IDF troops on alert on the northern border after the attack by Hezbollah (Photo: Avihu Shapira) (Photo: Avihu Shapira)
IDF troops on alert on the northern border after the attack by Hezbollah (Photo: Avihu Shapira)

 

The only surprising thing about the Hezbollah response was its carefully measured nature. It wasn't the action of someone who has lost his mind, but of someone who had carefully planned how not to spark a flare-up in the region, someone who has not lost all sense of proportion, as Avigdor Lieberman suggested we should do in response to the response.

 

All in all, it's time for us to come to terms with this ritual, which has been taking place in our region for so many years: We assassinate, target, neutralize or whatever we choose to call it, and they attack, respond, exact revenge or whatever they choose to call it.

 

The clock started ticking the day the targeted killing was carried out along the Syrian border.
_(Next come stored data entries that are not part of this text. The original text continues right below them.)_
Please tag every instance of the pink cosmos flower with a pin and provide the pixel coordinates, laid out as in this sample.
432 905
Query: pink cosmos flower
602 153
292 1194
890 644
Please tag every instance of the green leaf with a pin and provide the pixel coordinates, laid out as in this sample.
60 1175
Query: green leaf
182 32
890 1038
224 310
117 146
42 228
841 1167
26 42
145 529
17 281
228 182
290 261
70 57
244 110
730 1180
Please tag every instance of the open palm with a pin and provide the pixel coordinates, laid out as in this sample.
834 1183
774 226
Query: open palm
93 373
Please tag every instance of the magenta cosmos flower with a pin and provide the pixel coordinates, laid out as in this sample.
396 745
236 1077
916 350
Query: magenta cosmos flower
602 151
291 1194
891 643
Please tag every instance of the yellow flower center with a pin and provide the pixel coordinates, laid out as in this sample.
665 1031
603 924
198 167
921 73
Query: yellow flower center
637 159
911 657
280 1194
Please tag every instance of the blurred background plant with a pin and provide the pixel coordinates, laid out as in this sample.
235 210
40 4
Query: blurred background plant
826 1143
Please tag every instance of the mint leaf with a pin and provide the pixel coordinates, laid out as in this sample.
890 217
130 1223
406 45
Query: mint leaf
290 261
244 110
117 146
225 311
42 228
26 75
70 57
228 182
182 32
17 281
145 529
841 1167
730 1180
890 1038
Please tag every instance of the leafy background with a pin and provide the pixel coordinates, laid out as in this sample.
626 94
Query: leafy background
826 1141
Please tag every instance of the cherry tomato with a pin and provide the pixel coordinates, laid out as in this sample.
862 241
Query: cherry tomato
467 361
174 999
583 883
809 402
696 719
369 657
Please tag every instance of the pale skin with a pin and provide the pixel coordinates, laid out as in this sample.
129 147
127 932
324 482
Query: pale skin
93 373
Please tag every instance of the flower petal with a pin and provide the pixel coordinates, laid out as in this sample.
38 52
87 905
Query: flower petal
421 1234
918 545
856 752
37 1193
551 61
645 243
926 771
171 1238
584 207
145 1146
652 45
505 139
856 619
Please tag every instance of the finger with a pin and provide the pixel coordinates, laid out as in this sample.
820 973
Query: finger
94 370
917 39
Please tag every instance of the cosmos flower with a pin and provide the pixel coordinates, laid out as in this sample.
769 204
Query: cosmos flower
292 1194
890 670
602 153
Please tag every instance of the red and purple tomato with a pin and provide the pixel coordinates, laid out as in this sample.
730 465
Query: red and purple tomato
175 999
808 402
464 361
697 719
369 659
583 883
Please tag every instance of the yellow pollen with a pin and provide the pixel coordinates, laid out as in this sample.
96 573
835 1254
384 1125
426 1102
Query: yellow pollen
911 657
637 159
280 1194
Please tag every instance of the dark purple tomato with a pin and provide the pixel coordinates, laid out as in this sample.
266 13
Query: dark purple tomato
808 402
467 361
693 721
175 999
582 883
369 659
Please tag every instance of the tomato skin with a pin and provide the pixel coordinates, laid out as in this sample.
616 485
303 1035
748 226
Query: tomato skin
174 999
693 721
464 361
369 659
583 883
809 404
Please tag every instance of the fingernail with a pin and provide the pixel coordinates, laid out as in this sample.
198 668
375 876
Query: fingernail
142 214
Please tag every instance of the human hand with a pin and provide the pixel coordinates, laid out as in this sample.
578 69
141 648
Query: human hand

It's hard to believe that one or more of the decision-makers failed to foresee a response, and even one far more severe than actually took place.

 

Interestingly, none of the leaders, neither from the coalition nor from the opposition, stood up at the time to say that perhaps we should not have carried out the strike on the convoy, and that the price we would pay for the operation may far outweigh its benefits. Everyone toed the line, just as they did on the Wednesday following the Hezbollah response, just as they always do when it comes to matters of security.

 

Luckily for us, Hezbollah, which is up to its neck on other fronts, has no interest in igniting the region. This is probably why the response we witnessed on Wednesday was a precise and measured one. Needless to say, the incident could have been far worse. But make no mistake; it ain't over yet. The talk now in Israel and Lebanon is of "containment," but whether or not the Iranians are familiar with this concept remains to be seen.

 

When it comes to security issues, we tend to see them as playing into the hands of the prime minister. This held true prior to Operation Protective Edge. It may not do so now. Benjamin Netanyahu is no longer the same Mr. Security he once was, who managed for so long to keep things quiet.

 

The war in Gaza exposed him, especially among the right-wing public, as hesitant, undaring, apprehensive. Most of his support during Protective Edge came from the center and left-wing voters, those who aren't going to vote for him in any event. Back then, however, there was still hope that Netanyahu would leverage the war in Gaza to come to some kind of regional peace settlement, that he would take advantage of that bloody war to affect historical change in the region.

 

It didn’t happen, and Netanyahu has been left with a failed war and statements that are becoming more and more radical. At events and rallies at which Zionist Camp leaders Tzipi Livni and Isaac Herzog are appearing these days, Livni tells of how after the prime minister spoke at the press conference at the conclusion of the war of a political horizon, she presented him with a UN Security Council draft resolution on the demilitarization of Gaza and access for the Palestinian Authority through the crossings. Netanyahu rejected the proposal.

 

I could hardly believe my ears when Netanyahu spoke in Sderot this past week about Hamas having taken a hammering like never before. My thoughts went to the residents of Sderot who were standing there, to the residents of the Gaza border communities who can't sleep at night out of fear, and don’t even have the IDF to provide security there any longer.

  

I thought to myself: Who is Netanyahu kidding – us or himself?